Les données produites dans ces systèmes ont différentes formes et contenus, ils ouvrent la voie à de nouvelles recherches dans une multitude de disciplines. En outre, une approche interdisciplinaire est possible sur des données qui relèvent de plus en plus d’informations sur le comportement humain au quotidien. Nous allons nous intéresser aux données de localisation et de proximité, c’est-à-dire les traces de mobilité, qui sont issues des systèmes mobiles formés par un groupe d’utilisateurs. Les traces de mobilité contiennent des informations concernant le mouvement géographique ainsi que la dynamique temporelle dans le déplacement et le réseau social des utilisateurs. Les enjeux économiques, sociétaux et scientifiques des données de mobilité sont prouvés et permettent l’utilisation de ces données dans différentes applications. Nous nous intéressons à l’étude des données de mobilité dans le développement des systèmes de communication mobiles et dans l’impact que ces données ont sur la protection de la vie privée des utilisateurs. En conséquence, les données de mobilité produites par les utilisateurs à l’intérieur d’un système mobile sont étudiées suivant deux axes :
– l’utilisation des modèles de mobilité est à la base du développement d’algorithmes de communication dédiés aux systèmes mobiles. Les traces de mobilité réelles vont nous permettre de comparer les traces de mobilité synthétiques utilisées dans la simulation avec la réalité qu’ils sont censés décrire.

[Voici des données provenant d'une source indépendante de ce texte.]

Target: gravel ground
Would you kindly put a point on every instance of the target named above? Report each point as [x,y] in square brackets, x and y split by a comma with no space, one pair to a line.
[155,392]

– la manipulation des traces de mobilité réelles implique une réflexion sur les conséquences que les informations extraites de ces données ont, relativement à la protection de la vie privée des utilisateurs.
La caractérisation des réseaux de communication basés sur des systèmes mobiles conduit naturellement à l’utilisation de certains modèles de mobilité capables de générer des traces de mobilité assimilables à des agents mobiles. La paramétrisation de ces modèles est un aspect crucial dans la réussite de la simulation et elle varie selon la définition des différents modèles. La possibilité d’analyser des traces de mobilité réelles issues d’une collecte à haute precision, où la granularité de captation est inférieure à la portée de communication envisagée dans la simulation, nous permet une fine estimation des paramètres nécessaires. Nous allons pouvoir donc vérifier le niveau de confiance des modèles de mobilité dans la génération des traces synthétiques. L’analyse des propriétés sociales et spatiales des traces réelles et synthétique mettra en évidence l’absence de la prise en considération de la “mobilité sociale” de la part des modèles.
Les informations contenues dans les traces de mobilité peuvent avoir un impact sur la protection de la vie privée des utilisateurs. La possibilité de collecter l’ensemble des traces dans une foule d’utilisateurs à un moment particulier et le traitement qui peut en dériver peuvent générer des pertes dans la protection de la vie privée par le biais d’inférences révélant des comportements locaux (concernant un utilisateur particulier) ou globaux (concernant l’ensemble de la foule) des utilisateurs. L’inférence, et en conséquence la protection, des informations personnelles à partir des données de localisation fait déjà l’objet de récentes études. Nous montrons qui il est possible de mener des inférences à partir des informations de mobilité des utilisateurs sans besoin de leur localisation. Le distinguo entre les informations de localisation et celles de “proximité spatiale”, contenues dans des traces de mobilité, est au centre de la définition de la co localisation dans notre approche. Le concept de co-localisation nous permet aussi de quantifier l’impact des informations probabilistes concernant la mobilité humaine sur l’inférence de données de localisation.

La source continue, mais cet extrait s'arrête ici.